Le cinéaste fait de Lillian une jeune femme russe qui, émigrée aux États-Unis depuis un an, se retrouve esseulée et sans un sou. Désespérée, elle essaie de survivre en intégrant l’industrie du film pornographique mais, même là, on ne veut pas d’elle parce que le visa de son passeport a expiré depuis six mois. Elle décide donc de rentrer chez elle à pied.
Le film entre alors dans le vif du sujet : le périple incroyable, insensé, sidérant, d’une jeune femme totalement démunie à travers les États-Unis jusqu’en Alaska. C’est, pour Andreas Horvath, le moyen de faire entrevoir quelques réalités de l’Amérique rurale, des petites villes ou bourgades où telle personne évoque une tempête récente et des inondations, où d’autres se défoulent avec des engins tout-terrain, etc. Le parcours de la jeune femme lui fait également croiser un rassemblement d’Indiens en colère parce qu’on veut faire passer un pipe-line sur leur territoire. Pour l’orateur qui harangue les insurgés, les Blancs n’ont pas fini de mépriser les Indiens, ce n’est pas de l’histoire ancienne, c’est une triste réalité qui reste d’actualité.
Pour une jeune femme comme Lillian, le périple à travers les États-Unis se transforme rapidement en calvaire. Comment garder un semblant de dignité quand on passe ses journées à marcher sur les routes ? Andreas Horvath n’élude pas même les difficultés spécifiques que supporte une femme, celles qui concernent son hygiène intime par exemple. Quant à se nourrir et à s’habiller, quand on n’a pas le sou, il faut bien se contenter de ce qu’on récupère ici et là, y compris ce qui a été jeté à la poubelle. Ou alors, il faut effectuer quelques menus larcins.

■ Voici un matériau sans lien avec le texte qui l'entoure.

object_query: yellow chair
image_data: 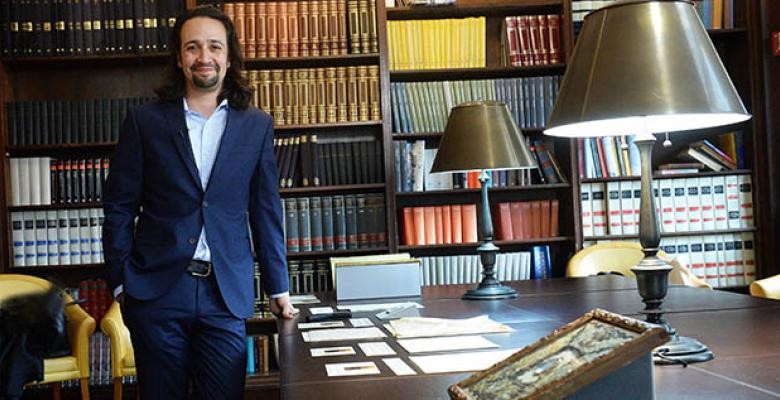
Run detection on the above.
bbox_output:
[100,302,138,400]
[750,275,780,300]
[0,274,95,400]
[566,242,712,289]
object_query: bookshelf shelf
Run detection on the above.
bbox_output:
[5,142,116,157]
[0,52,171,69]
[279,183,385,197]
[287,246,389,260]
[390,64,566,82]
[398,236,574,252]
[387,0,563,20]
[581,169,752,183]
[274,120,382,132]
[8,202,103,212]
[246,53,379,70]
[395,183,571,200]
[583,226,758,241]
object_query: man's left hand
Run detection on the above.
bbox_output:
[270,295,299,319]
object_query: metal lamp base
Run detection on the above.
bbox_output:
[653,335,715,365]
[462,284,517,300]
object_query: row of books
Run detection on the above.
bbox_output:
[9,157,109,206]
[393,140,534,192]
[584,232,756,288]
[501,14,563,67]
[246,335,273,374]
[390,76,560,133]
[11,208,103,267]
[0,0,184,57]
[400,204,477,246]
[581,175,754,237]
[420,251,533,286]
[246,65,382,126]
[274,135,383,188]
[387,17,485,71]
[493,199,560,240]
[282,194,387,253]
[6,97,149,146]
[223,0,379,59]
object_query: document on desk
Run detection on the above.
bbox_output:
[384,315,513,338]
[409,349,520,374]
[336,301,423,313]
[310,346,355,357]
[358,342,395,357]
[325,361,380,376]
[301,326,387,343]
[398,336,501,353]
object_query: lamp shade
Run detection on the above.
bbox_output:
[545,0,750,137]
[431,101,536,172]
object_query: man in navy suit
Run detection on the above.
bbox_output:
[103,7,297,399]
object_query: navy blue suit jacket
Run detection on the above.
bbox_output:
[103,99,289,318]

On ne sait rien de Lillian, de sa vie, de ce pourquoi elle est venue en Amérique. Hormis au tout au début du film, elle ne parle jamais. Probablement ne connait-elle pas d’autre langue que le russe. Elle reste mystérieuse, entêtée, solitaire. Elle évite le plus possible les contacts humains, elle semble en avoir peur. Le paradoxe, c’est que, alors qu’elle s’isole le plus possible, elle reste totalement dépendante des habitants des contrées traversées, ne serait-ce que pour manger et trouver de quoi se vêtir. Cependant, chaque fois que s’établit un contact avec quelqu’un, Lillian ne fait rien pour en profiter d’une manière ou d’autre. La seule partie du chemin qu’elle effectue en voiture se passe en compagnie d’un shérif qui, après s’être assuré qu’il ne s’agit pas d’une personne recherchée, la conduit jusqu’à la limite du comté voisin. Elle ne lui adresse pas un mot, pas plus qu’à une femme qui, dans une petite ville, est saisie de compassion et va lui chercher des boissons. Quand elle revient, Lillian a disparu.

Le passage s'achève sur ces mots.